These ideas of recordable experiences, transferable consciousness, and/or the swapping of bodies, coupled with the exploitation of labor that underlies cyber-capitalism, are consistent throughout Wright’s cyberfunk. For example, “A Change of Plans” (2020) is set in Addis Ababa, circa 2070, and it follows Dani, a streetwise girl who is living as an information broker to the criminal class, a life very reminiscent of Concordant from “Mission: Surreality.” Dani discovers illicit technological chips are making their way out of Kaliti Prison. Much like the Tell from “Mission: Surreality” that allows Watchers in the City to monitor Cityzens, the chips in “A Change of Plans” not only enable surveillance but also moderate behaviour which, in turn, fuels a black market: “The guards torture the prisoners and record their brain scans throughout. Then they transfer those memories and reactions to a chip and sell them to people who buy kink robots and want an authentic experience.” Unlike Dara’s experience in “Of Sound Mind and Body,” however, Dani can extricate herself from her trouble, all while reconnecting with her estranged mother and carving off a more hopeful future for herself, including joining and contributing to a women’s monastery that gives assistance to a local children’s home.

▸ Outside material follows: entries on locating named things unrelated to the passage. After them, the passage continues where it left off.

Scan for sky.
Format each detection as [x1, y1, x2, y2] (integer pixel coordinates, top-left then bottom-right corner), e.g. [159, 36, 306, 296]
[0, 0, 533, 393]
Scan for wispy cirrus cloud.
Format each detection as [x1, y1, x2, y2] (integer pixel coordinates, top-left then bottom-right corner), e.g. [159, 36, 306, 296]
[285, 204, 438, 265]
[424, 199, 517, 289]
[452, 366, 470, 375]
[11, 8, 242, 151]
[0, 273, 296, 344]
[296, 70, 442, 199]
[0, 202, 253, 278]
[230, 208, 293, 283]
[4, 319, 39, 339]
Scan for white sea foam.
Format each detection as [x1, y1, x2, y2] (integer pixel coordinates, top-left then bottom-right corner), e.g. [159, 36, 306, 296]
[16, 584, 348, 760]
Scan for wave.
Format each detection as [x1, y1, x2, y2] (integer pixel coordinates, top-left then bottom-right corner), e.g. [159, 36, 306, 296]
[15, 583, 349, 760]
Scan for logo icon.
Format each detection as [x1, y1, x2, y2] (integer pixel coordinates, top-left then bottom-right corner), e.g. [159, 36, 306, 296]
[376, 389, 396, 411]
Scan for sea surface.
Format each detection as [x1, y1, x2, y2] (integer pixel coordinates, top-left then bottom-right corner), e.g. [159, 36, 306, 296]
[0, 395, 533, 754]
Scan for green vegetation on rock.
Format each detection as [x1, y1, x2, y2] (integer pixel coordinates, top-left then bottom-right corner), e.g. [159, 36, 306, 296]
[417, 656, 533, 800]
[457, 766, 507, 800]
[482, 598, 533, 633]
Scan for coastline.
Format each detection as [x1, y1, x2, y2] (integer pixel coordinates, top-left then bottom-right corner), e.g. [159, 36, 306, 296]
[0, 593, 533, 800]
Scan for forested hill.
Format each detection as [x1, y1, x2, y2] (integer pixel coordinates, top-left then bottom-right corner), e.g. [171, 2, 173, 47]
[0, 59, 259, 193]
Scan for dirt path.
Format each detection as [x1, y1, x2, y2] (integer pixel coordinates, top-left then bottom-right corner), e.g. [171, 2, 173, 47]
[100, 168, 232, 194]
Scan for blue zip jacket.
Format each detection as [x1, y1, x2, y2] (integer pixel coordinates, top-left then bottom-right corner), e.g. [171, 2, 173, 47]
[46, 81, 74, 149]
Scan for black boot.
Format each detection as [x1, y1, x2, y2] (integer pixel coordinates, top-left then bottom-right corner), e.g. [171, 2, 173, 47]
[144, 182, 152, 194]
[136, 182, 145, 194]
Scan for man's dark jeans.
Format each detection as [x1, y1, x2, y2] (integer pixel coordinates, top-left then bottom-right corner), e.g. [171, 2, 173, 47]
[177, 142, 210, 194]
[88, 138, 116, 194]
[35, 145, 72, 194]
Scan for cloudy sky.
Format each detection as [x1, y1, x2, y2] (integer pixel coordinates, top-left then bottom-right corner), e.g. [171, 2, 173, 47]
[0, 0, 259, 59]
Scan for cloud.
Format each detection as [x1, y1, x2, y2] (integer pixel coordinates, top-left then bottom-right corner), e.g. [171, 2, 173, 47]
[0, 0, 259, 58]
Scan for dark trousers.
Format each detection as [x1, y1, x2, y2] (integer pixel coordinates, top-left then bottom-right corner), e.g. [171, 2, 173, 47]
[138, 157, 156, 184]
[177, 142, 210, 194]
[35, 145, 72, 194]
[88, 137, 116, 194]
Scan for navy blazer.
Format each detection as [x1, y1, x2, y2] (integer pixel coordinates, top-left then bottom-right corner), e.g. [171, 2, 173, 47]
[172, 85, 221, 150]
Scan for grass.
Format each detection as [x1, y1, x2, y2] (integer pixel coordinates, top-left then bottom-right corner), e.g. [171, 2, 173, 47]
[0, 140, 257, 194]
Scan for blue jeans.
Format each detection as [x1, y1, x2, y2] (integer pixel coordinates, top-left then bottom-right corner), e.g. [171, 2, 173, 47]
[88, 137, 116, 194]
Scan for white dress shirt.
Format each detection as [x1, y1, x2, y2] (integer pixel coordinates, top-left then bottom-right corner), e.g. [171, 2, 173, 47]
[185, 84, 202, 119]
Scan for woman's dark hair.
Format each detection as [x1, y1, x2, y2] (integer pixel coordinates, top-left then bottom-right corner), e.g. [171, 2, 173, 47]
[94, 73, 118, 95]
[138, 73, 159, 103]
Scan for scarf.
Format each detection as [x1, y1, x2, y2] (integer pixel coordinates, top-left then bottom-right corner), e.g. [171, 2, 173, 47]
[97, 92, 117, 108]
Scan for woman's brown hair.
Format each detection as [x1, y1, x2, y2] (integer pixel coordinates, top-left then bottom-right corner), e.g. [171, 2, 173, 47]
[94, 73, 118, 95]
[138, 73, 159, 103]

The idea of exploiting the laboring class and generating profits from society’s dispossessed and/or most vulnerable informs Wright’s debut novel, Cog. Published before the aforementioned short stories, Cog is arguably the cog that turns the gears on these later stories because many of the motifs and conceptual issues in the short fiction are already nascent in this novel. The novel’s chief antagonist (even if his role in the events isn’t revealed until later) is William ‘Wills’ Ryder, the heir apparent to Geren Ryder’s American Hologram corporate empire, at least until the arrival of a previously unknown older brother, Perim Nestor, complicates the family dynamics. One of Wills’s R&D projects is consciousness transference as well as using a downloaded personality to achieve brain wave parity with a subject to effectively control their mind, albeit on a more subconscious level. And, as part of the beta trials, Wills is investigating the development of clone bodies to achieve consciousness transference, though in the meantime, his most viable candidates are medically fragile comatose patients who effectively have no use for their bodies anymore.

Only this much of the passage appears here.